Sometimes developers feel they need to put the brakes on a project and endorse another.
Whisky, the open-source front-end interface for Wine that’s helped make Windows gaming on Mac more accessible, has been paused by its developer. The project’s 18-year-old creator, Isaac Marovitz, announced the shutdown and encouraged users to switch to the paid CrossOver app instead.
Explaining the decision, Marovitz expressed concern that Whisky was potentially harming the Wine ecosystem and its growth by competing with CodeWeavers’ CrossOver, which functions as a commercial project.
“Whisky, in my opinion, has not been a positive on the Wine community as a whole,” he wrote on the project’s website.

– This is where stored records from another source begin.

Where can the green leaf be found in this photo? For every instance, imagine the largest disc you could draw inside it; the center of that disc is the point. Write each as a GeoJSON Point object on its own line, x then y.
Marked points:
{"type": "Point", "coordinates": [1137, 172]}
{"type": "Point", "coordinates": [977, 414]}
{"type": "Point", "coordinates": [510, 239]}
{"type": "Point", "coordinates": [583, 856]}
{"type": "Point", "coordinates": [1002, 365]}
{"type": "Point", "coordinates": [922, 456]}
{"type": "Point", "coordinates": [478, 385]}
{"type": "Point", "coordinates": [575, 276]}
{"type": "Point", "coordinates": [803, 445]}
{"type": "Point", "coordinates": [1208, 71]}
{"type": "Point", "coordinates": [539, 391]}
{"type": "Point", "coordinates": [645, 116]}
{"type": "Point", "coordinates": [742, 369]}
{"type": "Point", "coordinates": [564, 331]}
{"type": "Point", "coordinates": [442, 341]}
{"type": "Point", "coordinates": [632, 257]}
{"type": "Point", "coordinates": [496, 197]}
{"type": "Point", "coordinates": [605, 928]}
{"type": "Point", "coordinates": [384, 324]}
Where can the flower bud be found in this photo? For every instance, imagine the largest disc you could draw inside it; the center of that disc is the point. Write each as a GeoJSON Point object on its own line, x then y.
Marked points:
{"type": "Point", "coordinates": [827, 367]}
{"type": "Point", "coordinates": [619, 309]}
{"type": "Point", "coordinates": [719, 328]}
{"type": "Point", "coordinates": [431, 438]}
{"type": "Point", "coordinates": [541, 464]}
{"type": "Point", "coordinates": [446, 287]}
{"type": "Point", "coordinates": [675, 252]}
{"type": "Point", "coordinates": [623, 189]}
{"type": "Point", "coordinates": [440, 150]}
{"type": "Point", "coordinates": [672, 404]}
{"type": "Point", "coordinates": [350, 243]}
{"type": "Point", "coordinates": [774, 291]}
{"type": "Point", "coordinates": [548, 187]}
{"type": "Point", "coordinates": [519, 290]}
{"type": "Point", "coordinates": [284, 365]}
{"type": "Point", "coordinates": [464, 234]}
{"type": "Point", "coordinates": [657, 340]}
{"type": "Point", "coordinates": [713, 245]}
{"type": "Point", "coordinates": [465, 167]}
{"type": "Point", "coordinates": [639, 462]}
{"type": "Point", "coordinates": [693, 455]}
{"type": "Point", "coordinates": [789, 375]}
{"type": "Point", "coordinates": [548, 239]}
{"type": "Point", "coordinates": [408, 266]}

He said that Whisky contributed “practically zero” to Wine development while potentially threatening CrossOver’s financial viability.
Marovitz is currently a full-time student attending Northeastern University, which also makes significant demands on his time. “I lost interest in the project,” he admitted. “And as I’m still a student and also not being paid for work on Whisky, it becomes hard to justify working on it if I no longer enjoy it.” He said that occasional updates to Whisky may still come if macOS “fundamentally breaks the main app,” which happened with macOS Sequoia 15.4.
From CodeWeavers’ end, company CEO James B. Ramey stated that he appreciated Marovitz’s work. “We ‘tip our cap’ to Isaac and the impact he made to macOS gaming,” Ramey wrote, acknowledging that Whisky, like CrossOver, was “a labor of love built by people who care deeply about giving users more choices.”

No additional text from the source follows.